Published on November 21, 2002

At noon last Wednesday, the Muehlebach Hotel ballroom was filled with the city's brightest minds. The invited speaker for the Kansas City Area Development Council's annual luncheon was economic It-Boy Richard Florida, a Carnegie Mellon University professor who has written in recent Star editorials that to be really prosperous, a city must be tolerant and attract a "creative class" of extra hip people -- especially gay ones.

So how fitting was it that, just the day before, the Jackson County Legislature was killing an effort to let county workers sign up their domestic partners, same sex and otherwise, for health-insurance benefits? Saying they could save 2 percent on the premiums, legislators pleaded tight budgets, not tight asses.

But that didn't stop Victor Callahan, chair of the legislature, from inserting a little social commentary. "Marriage is a foundation of American society," said confirmed bachelor Callahan.

A similar domestic-partnership plan proposed by Mayor Kay Barnes is sitting on a desk somewhere at City Hall. "The mayor's goal is to try to get it implemented by the start of this coming fiscal year," says her office's Richard DeHart.

She might want to hurry up, especially since County Legislator Ron Finley just announced that he's running for City Council. Finley joined Callahan in dissing domestic partners, and that has some queer folkfuming.

Finley tells us he voted against the deal for "economic reasons" and because he wasn't sure how couples would prove they're sufficiently domesticated. Simply signing an affidavit isn't enough, he says. (Perhaps tattoos, receipts for couples' counseling or Polaroids of hers-and-hers La-Z-Boys might convince him).
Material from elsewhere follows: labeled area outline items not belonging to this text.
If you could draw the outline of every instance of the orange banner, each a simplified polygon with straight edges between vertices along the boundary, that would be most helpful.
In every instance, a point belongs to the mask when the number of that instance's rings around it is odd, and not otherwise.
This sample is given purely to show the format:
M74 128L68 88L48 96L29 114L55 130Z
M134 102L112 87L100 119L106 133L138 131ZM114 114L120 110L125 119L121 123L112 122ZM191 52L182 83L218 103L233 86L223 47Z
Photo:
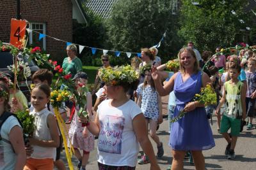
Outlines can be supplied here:
M27 23L26 20L11 20L11 35L10 43L18 47L22 45L20 40L22 39L26 34L26 27Z

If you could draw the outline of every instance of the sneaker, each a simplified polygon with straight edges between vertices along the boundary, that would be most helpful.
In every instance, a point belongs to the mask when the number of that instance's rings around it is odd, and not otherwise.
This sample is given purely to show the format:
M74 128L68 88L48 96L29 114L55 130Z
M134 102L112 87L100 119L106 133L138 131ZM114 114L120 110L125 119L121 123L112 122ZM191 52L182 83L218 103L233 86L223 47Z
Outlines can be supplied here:
M80 168L81 167L81 166L82 166L82 160L79 160L79 162L77 164L78 169L80 169Z
M138 161L138 164L147 164L149 162L148 157L147 155L142 155L141 158Z
M252 130L252 129L253 129L253 126L252 126L252 124L248 124L248 126L247 126L247 130Z
M234 150L230 150L227 157L227 159L233 160L235 159L235 158L236 158L235 152L234 152Z
M190 153L189 151L187 151L185 154L184 159L188 159L190 157Z
M231 143L228 143L228 145L227 145L226 150L225 150L225 155L228 155L229 150L230 149L231 146Z
M161 146L157 146L157 157L161 158L164 155L164 148L163 147L163 143L161 143Z
M172 165L170 165L170 166L167 167L166 170L171 170L171 169L172 169Z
But if he were elected to the City Council, and if he were presented with a better plan, Finley promises, he would reconsider.
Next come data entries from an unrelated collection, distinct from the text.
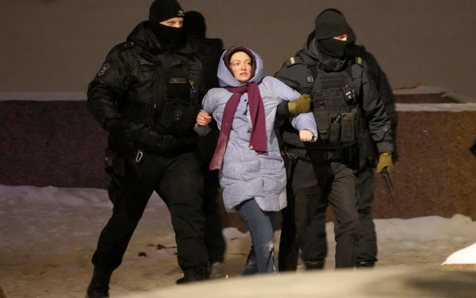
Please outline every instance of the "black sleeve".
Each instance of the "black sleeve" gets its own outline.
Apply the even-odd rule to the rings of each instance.
[[[368,52],[365,53],[364,61],[366,64],[365,70],[375,83],[379,97],[383,103],[385,112],[392,123],[392,127],[394,127],[397,123],[397,113],[392,87],[388,82],[386,75],[380,68],[373,55]]]
[[[353,71],[362,72],[362,108],[368,129],[379,152],[393,151],[393,139],[390,121],[383,103],[379,98],[373,81],[361,67],[355,66]]]
[[[121,52],[113,48],[106,57],[99,72],[88,86],[87,106],[96,121],[104,128],[113,119],[119,119],[116,103],[127,90],[126,66]]]

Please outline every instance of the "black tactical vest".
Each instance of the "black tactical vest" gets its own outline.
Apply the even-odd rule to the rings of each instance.
[[[310,68],[314,80],[311,92],[312,111],[319,134],[311,148],[333,150],[349,147],[357,142],[361,77],[353,75],[352,65],[344,71],[326,73],[317,66]],[[361,74],[357,72],[358,74]]]
[[[131,79],[131,83],[141,85],[140,94],[131,94],[138,89],[129,91],[129,100],[120,109],[123,116],[152,127],[160,134],[190,133],[200,107],[198,63],[188,54],[178,56],[179,61],[169,61],[170,65],[164,65],[167,60],[160,59],[160,55],[155,59],[148,53],[142,56]]]

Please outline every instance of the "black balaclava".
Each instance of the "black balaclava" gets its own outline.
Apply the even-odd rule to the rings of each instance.
[[[314,32],[316,46],[324,56],[341,59],[347,54],[346,47],[350,41],[333,38],[347,34],[348,39],[353,31],[346,21],[342,13],[337,9],[329,8],[321,12],[315,20]]]
[[[189,37],[205,38],[207,30],[205,18],[198,11],[191,10],[185,13],[183,18],[183,30]]]
[[[174,17],[183,17],[185,14],[176,0],[155,0],[149,9],[149,24],[154,35],[166,50],[174,50],[184,42],[184,30],[170,27],[161,22]]]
"My record in the area of human rights and civil rights, I'll stand on," he adds. "I don't think people should be discriminated against because of their sexual orientation." So we hereby commence holding our breath for Finley to push for some legal recognition for gay couples, which would have solved last week's dilemma at the county.

Meanwhile, gay brothers and sisters, get out there and start saving the city!